Think of all the fairytales you heard as a child, shake them up, dump them out, and you get Into the Woods.
The almost three hour musical, by Stephen Sondheimand and directed at Millersville University by Ricky Hutchins, showcases a plethora of fairytale characters including Cinderella, Rapunzel, Jack and the Beanstalk and Little Red Riding Hood.
“Rehearsing for a musical is always a long process, and this was no exception,” said Brieanne Rogers, who was the Bakers wife. “Sondheim musicals are especially challenging, but I think we were pretty prepared for the task.”
The first act closed and appeared to be the end of the show, which would have been a happily ever after. However, the second act kills off half of the main characters and, though it ends on an upbeat note, it almost feels like you are watching Hamlet, which helps to cement the fact that Into the Woods is no ordinary fairytale.
This originality was refreshing and helped to keep the audience unsuspecting of what would come next.
“The audiences reacted very well, especially on Saturday,” said Ben Achey, who played the Mysterious Man. “My character is interesting. The wisdom behind his eccentric and seemingly interfering ways is revealed, displaying an unexpected depth to his character. I had a lot of fun with it.”
Each member of the cast brought something unique to the production, and it was obvious their hard work paid off.
“I feel my character did a lot of growing up in the woods. At the beginning, he’s kind of selfish, but naïve,” said Phil Vonada, who was the Baker. “I think that’s a lot of what he was about, learning to be responsible, caring, and fatherly. He grows up, just like the other characters, though in a much different way.”

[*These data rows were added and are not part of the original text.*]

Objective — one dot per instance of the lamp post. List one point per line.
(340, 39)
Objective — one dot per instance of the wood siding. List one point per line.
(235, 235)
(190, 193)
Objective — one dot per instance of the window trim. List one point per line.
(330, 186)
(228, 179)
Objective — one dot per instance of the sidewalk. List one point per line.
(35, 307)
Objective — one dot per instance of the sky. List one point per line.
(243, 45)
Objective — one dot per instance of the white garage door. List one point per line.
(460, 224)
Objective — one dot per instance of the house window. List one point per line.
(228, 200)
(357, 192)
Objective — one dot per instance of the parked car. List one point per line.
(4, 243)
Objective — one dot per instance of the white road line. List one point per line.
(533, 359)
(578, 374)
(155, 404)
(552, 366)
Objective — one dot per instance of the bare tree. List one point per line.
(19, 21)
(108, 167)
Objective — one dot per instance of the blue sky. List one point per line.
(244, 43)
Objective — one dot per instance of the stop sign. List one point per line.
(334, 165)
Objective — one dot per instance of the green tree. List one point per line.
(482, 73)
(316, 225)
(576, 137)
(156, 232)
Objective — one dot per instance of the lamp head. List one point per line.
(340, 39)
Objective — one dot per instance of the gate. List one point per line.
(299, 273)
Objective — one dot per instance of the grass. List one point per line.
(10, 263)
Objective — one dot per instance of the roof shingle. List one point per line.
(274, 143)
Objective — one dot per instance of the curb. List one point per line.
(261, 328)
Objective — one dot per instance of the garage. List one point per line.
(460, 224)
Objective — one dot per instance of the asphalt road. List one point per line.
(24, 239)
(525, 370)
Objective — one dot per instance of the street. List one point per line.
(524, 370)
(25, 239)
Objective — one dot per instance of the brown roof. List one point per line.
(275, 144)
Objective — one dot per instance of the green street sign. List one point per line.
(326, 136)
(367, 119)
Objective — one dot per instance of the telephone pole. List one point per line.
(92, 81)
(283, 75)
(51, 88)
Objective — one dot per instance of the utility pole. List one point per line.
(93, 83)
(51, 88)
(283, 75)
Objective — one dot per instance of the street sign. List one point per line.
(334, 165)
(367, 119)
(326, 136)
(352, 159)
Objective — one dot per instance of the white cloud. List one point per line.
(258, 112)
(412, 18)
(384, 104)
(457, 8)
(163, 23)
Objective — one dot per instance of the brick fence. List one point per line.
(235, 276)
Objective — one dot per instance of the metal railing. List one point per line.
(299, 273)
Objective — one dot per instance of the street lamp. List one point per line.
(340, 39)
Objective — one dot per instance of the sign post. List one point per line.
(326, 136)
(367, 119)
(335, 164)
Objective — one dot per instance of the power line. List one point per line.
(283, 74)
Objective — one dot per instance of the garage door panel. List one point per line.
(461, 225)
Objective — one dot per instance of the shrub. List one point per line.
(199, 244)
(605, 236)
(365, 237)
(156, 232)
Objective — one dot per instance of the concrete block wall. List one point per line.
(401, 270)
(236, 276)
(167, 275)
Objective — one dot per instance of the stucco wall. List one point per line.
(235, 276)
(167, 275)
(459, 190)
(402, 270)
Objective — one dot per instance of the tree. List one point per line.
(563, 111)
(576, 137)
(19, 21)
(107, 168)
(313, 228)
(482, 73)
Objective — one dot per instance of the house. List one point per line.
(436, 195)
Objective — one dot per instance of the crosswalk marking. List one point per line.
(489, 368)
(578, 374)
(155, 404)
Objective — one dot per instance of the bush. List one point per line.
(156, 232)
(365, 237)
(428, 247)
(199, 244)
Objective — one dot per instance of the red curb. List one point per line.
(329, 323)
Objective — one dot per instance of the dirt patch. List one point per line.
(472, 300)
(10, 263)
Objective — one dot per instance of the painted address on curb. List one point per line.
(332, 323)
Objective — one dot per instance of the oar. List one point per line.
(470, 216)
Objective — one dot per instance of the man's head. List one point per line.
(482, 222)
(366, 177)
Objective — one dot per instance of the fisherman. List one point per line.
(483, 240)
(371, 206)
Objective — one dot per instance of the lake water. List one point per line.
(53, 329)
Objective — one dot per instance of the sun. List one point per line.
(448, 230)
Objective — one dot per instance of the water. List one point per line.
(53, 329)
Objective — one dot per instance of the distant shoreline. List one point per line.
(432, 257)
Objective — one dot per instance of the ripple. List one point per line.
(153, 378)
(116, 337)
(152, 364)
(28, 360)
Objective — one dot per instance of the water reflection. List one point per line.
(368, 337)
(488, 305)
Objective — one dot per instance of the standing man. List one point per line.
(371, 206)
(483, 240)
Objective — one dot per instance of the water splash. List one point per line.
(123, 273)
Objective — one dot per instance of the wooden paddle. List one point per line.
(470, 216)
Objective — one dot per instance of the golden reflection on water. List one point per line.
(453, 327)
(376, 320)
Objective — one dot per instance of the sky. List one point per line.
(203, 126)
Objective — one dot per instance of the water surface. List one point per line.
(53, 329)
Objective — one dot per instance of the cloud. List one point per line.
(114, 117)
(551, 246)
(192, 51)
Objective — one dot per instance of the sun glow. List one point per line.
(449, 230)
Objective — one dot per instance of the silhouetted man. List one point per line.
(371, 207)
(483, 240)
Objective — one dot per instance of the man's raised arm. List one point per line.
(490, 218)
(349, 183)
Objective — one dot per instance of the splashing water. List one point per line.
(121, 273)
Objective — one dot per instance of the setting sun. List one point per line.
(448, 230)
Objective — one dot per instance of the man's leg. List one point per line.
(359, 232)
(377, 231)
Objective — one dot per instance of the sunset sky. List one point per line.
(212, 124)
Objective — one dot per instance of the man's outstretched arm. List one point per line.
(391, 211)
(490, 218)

The pit orchestra sounded perfect alongside the stage. Lori Hess, who played the violin, performed beautifully. She had the difficult task of making the high-pitched notes for the Wolf sound good and not screechy and seemed to hit every note perfectly.
The pit was a relatively small one for a show of this size, putting more pressure on each individual instrumentalist. This did not seem to hinder their performance, however, and it was easy to see the cast and orchestra had a fun time performing.
“We had an all star cast, a talented pit orchestra, and a great director. I think we pulled it off rather well, since Sondheim is very hard to perform,” said Glenn Kraft, who played Cinderella’s Prince. “I liked that I was able to unleash my inner pompous royalty. It was a very refreshing change, and it was fun to act that I was better than the other people.”
Each character was unique and the actor got a chance to get into the mind of a completely random person.
“What can I say about Jack?” said Chris Bartholomew, “The thing that I liked the most about him was his innocence. It changes throughout the show as he realizes that not everyone is as good as he thinks they are. He was a lot of fun to play, and it was fun to put myself back into the mindset of a child.”
The work that goes into a show like this is incredible. There are many people that do not get the recognition they deserve, like all the people helping out backstage. Leann Hart, who played the witch, said she even had to have people open bottles of water for her because she was unable to do anything with her ridiculously long fake nails.
“Sometimes actors can be divas but without the rest of the crew we would be random college students standing on an empty stage singing a song a capella,” said Hart.
She had a lot of fun playing her part and participating in ACMO because it is all student run, and whether or not things go perfectly smooth the outcome is a good one.
“I think people sometimes forget that we did everything ourselves, from the sound to the set to the costuming and directing,” said Hart.
The cast, however, surpassed expectations, minus a few sound difficulties.
Aaron Ross, who played Cinderella’s father, did an amazing job. His character was drunk the whole time and his aimless wanderings about the stage made for an easily humorous situation.
“I played Cinderella’s father, a loopy drunk man. I liked playing him because he was always reacting differently than everyone else on the stage,” said Ross. “He didn’t talk much, but for an audience member with a keen eye, he quietly served a comic relief — especially during the high-stress situations.”
“Into the Woods” helped to showcase not only the talent here at Millersville University, but the dedication as well.